Santos-Antunes João, Pioche Mathieu, Ramos-Zabala Felipe, Cecinato Paolo, Gallego Rojo Francisco J, Barreiro Pedro, Félix Catarina, Sferrazza Sandro, Berr Frieder, Wagner Andrej, Lemmers Arnaud, Figueiredo Ferreira Mariana, Albéniz Eduardo, Uchima Hugo, Küttner-Magalhães Ricardo, Fernandes Carlos, Morais Rui, Gupta Sunil, Martinho-Dias Daniel, Rios Elisabete, Faria-Ramos Isabel, Marques Margarida, Bourke Michael J, Macedo Guilherme
Gastroenterology Department, Faculty of Medicine, Centro Hospitalar Universitário S. João, Porto, Portugal.
Ipatimup/i3S (Instituto de Investigação e Inovação em Saúde da Universidade do Porto), Porto, Portugal.
Endoscopy. 2023 Mar;55(3):235-244. doi: 10.1055/a-1906-8000. Epub 2022 Jul 21.
Endoscopic submucosal dissection (ESD) in colorectal lesions is technically demanding and a significant rate of noncurative procedures is expected. We aimed to assess the rate of residual lesions after a noncurative ESD for colorectal cancer (CRC) and to establish predictive scores to be applied in the clinical setting. METHODS : Retrospective multicenter analysis of consecutive colorectal ESDs.
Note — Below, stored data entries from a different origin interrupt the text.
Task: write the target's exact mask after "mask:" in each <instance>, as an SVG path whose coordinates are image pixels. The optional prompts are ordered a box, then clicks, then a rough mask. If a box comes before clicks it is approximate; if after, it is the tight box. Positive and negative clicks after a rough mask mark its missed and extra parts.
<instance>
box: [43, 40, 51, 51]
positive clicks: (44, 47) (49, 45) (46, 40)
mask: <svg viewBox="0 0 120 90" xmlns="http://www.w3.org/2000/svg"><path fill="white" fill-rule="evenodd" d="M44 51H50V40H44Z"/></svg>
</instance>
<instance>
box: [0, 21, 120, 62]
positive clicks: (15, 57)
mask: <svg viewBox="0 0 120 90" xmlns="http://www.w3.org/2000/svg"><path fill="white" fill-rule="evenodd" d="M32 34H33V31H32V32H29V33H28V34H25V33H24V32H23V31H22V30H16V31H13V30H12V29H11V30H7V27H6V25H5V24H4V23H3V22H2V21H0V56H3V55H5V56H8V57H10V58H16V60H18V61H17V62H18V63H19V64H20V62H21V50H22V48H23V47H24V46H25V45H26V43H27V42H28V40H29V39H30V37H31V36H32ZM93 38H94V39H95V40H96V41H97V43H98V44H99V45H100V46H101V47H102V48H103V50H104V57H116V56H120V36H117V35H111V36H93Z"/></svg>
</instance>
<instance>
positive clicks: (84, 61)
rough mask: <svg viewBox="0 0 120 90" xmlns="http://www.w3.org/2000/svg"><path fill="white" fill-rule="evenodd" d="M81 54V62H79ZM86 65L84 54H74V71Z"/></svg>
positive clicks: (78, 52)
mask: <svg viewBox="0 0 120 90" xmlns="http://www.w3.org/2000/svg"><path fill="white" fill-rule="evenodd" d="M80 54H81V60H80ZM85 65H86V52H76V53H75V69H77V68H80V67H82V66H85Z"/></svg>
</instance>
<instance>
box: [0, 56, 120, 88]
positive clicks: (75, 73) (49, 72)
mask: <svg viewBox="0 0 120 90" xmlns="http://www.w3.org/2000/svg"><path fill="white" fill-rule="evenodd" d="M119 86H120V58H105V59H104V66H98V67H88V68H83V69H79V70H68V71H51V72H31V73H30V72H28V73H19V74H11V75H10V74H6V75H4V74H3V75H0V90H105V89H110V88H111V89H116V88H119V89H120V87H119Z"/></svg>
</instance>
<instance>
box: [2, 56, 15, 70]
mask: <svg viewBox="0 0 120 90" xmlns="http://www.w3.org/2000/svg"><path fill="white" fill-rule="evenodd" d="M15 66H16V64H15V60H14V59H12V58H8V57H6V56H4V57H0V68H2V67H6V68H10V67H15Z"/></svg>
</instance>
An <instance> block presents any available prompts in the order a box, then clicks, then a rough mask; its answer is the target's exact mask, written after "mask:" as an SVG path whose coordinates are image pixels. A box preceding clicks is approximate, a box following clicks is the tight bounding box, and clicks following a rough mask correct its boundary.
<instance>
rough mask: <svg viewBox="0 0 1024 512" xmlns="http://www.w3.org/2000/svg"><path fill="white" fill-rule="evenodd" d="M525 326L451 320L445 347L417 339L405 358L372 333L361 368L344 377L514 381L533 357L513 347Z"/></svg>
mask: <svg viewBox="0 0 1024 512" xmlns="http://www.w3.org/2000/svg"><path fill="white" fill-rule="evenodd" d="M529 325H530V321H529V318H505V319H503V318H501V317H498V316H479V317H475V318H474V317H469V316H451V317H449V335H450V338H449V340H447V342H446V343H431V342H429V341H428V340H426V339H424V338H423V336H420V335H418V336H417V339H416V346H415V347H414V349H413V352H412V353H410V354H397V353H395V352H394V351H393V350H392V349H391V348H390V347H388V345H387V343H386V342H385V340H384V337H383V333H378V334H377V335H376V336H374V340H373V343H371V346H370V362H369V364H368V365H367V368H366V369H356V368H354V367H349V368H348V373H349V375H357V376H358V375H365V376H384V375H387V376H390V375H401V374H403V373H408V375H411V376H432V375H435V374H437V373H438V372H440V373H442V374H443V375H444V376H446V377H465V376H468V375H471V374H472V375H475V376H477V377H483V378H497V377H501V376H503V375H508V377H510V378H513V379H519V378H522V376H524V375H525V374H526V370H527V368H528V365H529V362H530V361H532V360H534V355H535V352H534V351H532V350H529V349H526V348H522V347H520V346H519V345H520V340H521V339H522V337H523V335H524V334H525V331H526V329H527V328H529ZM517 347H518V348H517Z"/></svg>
Patients with noncurative ESDs performed for the treatment of CRC lesions submitted to complementary surgery or with at least one follow-up endoscopy were included. RESULTS : From 2255 colorectal ESDs, 381 (17 %) were noncurative, and 135 of these were performed in CRC lesions. A residual lesion was observed in 24 patients (18 %). Surgery was performed in 96 patients and 76 (79 %) had no residual lesion in the colorectal wall or in the lymph nodes. The residual lesion rate for sm1 cancers was 0 %, and for > sm1 cancers was also 0 % if no other risk factors were present. Independent risk factors for lymph node metastasis were poor differentiation and lymphatic permeation (NC-Lymph score). Risk factors for the presence of a residual lesion in the wall were piecemeal resection, poor differentiation, and positive/indeterminate vertical margin (NC-Wall score). CONCLUSIONS : Lymphatic permeation or poor differentiation warrant surgery owing to their high risk of lymph node metastasis, mainly in > sm1 cancers. In the remaining cases, en bloc and R0 resections resulted in a low risk of residual lesions in the wall. Our scores can be a useful tool for the management of patients who undergo noncurative colorectal ESDs.
结直肠病变的内镜黏膜下剥离术(ESD)技术要求较高,预计非根治性手术的比例较高。我们旨在评估结直肠癌(CRC)非根治性ESD术后残留病变的发生率,并建立适用于临床的预测评分。
对连续性结直肠ESD进行回顾性多中心分析。纳入因CRC病变接受非根治性ESD治疗且接受了补充手术或至少一次随访内镜检查的患者。
在2255例结直肠ESD中,381例(17%)为非根治性,其中135例用于CRC病变。24例患者(18%)观察到残留病变。96例患者接受了手术,其中76例(79%)在结直肠壁或淋巴结中无残留病变。sm1期癌的残留病变率为0%,如果不存在其他危险因素,>sm1期癌的残留病变率也为0%。淋巴结转移的独立危险因素为分化差和淋巴管浸润(NC-Lymph评分)。壁内残留病变的危险因素为分片切除、分化差和垂直切缘阳性/不确定(NC-Wall评分)。
淋巴管浸润或分化差因其淋巴结转移风险高,主要在>sm1期癌中,需要进行手术。在其余病例中,整块切除和R0切除导致壁内残留病变的风险较低。我们的评分可为接受非根治性结直肠ESD的患者的管理提供有用的工具。